③ 従業員としても、一定の残業代が支給されることにより、収入がより安定する。
④ 定時で帰っても既定の時間内で残業しても支払われる給与が同じであることから、テキパキと仕事をしようとする気運が高まり、業務効率が上がることが期待できる。
① 残業が発生しなくても固定残業代を支払わなければならない。
② 固定残業代の制度を導入していても、勤怠管理は行う必要があり、規定された固定残業時間を超える残業があったときには、超過分の残業代を算定して支払う必要がある。
③ 労務管理者が制度を誤解するなどして、正しく運用しないと、違法なサービス残業の発生につながりかねない。
④ 残業代を払っているのだから、残業させるのが当たり前だとの風潮を生む危険がある。
固定残業代の制度を採用すると、見かけの給与額を増大させることとなります。しかし、各都道府県ごとに決まっている最低賃金は、固定残業代を控除した基本給で計算しなければなりません。固定残業代を含めて計算することはできませんので、注意が必要です。
労働基準法においては、原則として、残業に対して25%以上の割増賃金を支払わなければなりません。固定残業代であっても、この割増率を満たしていない場合は違法です。
例えば、固定残業代を除いた基本給が1時間当たり1,200円の従業員に対して、月20時間分の固定残業代を支払う場合、残業代は1,200円×1.25×20時間=30,000円となります。これを下回ると違法となるのです。
上記デメリット②で記載したとおり、規定された固定残業時間を超える残業があったときには、超過分の残業代を算定して支払う必要があります。この支払を怠ると違法となります。
固定残業代が20時間分である場合、30時間残業したときは、超過した10時間分の残業代を支払わなくてはなりません。
まず、固定残業時間を適切に設定することです。あまり長時間に設定すると余計な人件費を無駄に支払うこととなります。反対に、短時間過ぎると結局超過分の残業代算定の労力削減につながりません。
普段の残業の平均時間を参考にして、適切に設定してください。もし、月毎の残業時間の長短があまりに激しいような場合には、固定残業代制度の導入には向かないと思われます。
なお、昨今、いわゆるライフワークバランスが重視されるようになっており、長時間の残業自体が問題視されることがありますので、ご注意ください。
固定残業代制度について、就業規則等に詳細なルールを定め、それを従業員に周知させることが必要です。

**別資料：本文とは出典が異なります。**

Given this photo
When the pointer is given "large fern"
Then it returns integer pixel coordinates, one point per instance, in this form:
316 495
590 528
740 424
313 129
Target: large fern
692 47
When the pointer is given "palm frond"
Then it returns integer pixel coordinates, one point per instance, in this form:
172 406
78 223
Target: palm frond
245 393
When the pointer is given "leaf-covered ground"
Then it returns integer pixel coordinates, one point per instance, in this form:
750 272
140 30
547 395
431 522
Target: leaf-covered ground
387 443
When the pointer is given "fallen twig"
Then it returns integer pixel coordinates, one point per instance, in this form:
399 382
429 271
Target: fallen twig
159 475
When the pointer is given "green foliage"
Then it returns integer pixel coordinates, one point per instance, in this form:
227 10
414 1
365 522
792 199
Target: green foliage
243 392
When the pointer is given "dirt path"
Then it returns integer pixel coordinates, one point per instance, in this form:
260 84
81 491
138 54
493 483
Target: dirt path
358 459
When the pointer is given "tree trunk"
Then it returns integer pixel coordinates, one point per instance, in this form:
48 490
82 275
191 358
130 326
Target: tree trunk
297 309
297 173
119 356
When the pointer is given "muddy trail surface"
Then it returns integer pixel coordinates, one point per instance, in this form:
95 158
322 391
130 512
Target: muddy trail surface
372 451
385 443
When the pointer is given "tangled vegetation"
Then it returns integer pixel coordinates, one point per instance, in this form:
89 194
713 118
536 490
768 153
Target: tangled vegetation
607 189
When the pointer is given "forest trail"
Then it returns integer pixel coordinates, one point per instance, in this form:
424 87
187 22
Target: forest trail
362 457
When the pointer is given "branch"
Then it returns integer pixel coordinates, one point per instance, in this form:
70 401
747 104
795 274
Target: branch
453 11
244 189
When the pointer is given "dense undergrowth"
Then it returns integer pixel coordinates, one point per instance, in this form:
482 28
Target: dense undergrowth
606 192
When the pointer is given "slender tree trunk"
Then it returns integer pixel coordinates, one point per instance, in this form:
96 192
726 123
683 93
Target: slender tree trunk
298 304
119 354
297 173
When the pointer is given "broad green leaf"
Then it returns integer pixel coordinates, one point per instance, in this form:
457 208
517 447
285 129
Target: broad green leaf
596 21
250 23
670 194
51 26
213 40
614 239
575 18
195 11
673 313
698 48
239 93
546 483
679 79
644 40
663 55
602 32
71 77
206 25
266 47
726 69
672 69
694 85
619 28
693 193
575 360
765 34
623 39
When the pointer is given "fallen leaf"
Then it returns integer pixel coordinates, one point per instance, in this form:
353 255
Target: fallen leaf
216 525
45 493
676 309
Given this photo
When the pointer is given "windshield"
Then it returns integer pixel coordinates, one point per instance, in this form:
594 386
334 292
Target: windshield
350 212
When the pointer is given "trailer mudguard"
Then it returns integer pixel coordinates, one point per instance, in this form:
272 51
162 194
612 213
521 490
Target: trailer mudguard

固定残業代が適用される固定残業時間が何時間であるのか、必ずはっきりとさせなければなりません。この点、従業員によって基本給は異なりますので、固定残業代も当然金額が異なります。算定方法は、給与規程などに定めておいてください。
また、給与明細には、基本給と峻別して固定残業代と残業時間を明記しておくことも大切です。
なお、就業規則や給与規程に単語(用語)の意味をきちんと定義しないまま、固定残業代を「管理手当」などの名称で支払うと、固定残業代と認められず、かつ、残業代の計算の際に当該「管理手当」を付加して残業代算定の基礎となる時間給が算定されてしまうこととなって、二重の意味で会社が損失を被ることがありますので、注意してください。
固定残業代の制度を導入しても、超過分の残業代は支払う必要があるため、制度導入後も勤怠管理を適切に行う必要があります。
そもそも使用者は、従業員の労働時間を適切に把握する法的義務があります。国が策定したガイドラインもありますので、必要に応じて参照してください。
労務管理者が誤った運用をしないように、教育・研修を行い、正しい運用をすることが肝要です。サービス残業が横行するようなことはあってはなりません。また、「固定残業代を払っているのだから、残業させるのが当たり前だ」という風潮を生まないように注意しましょう。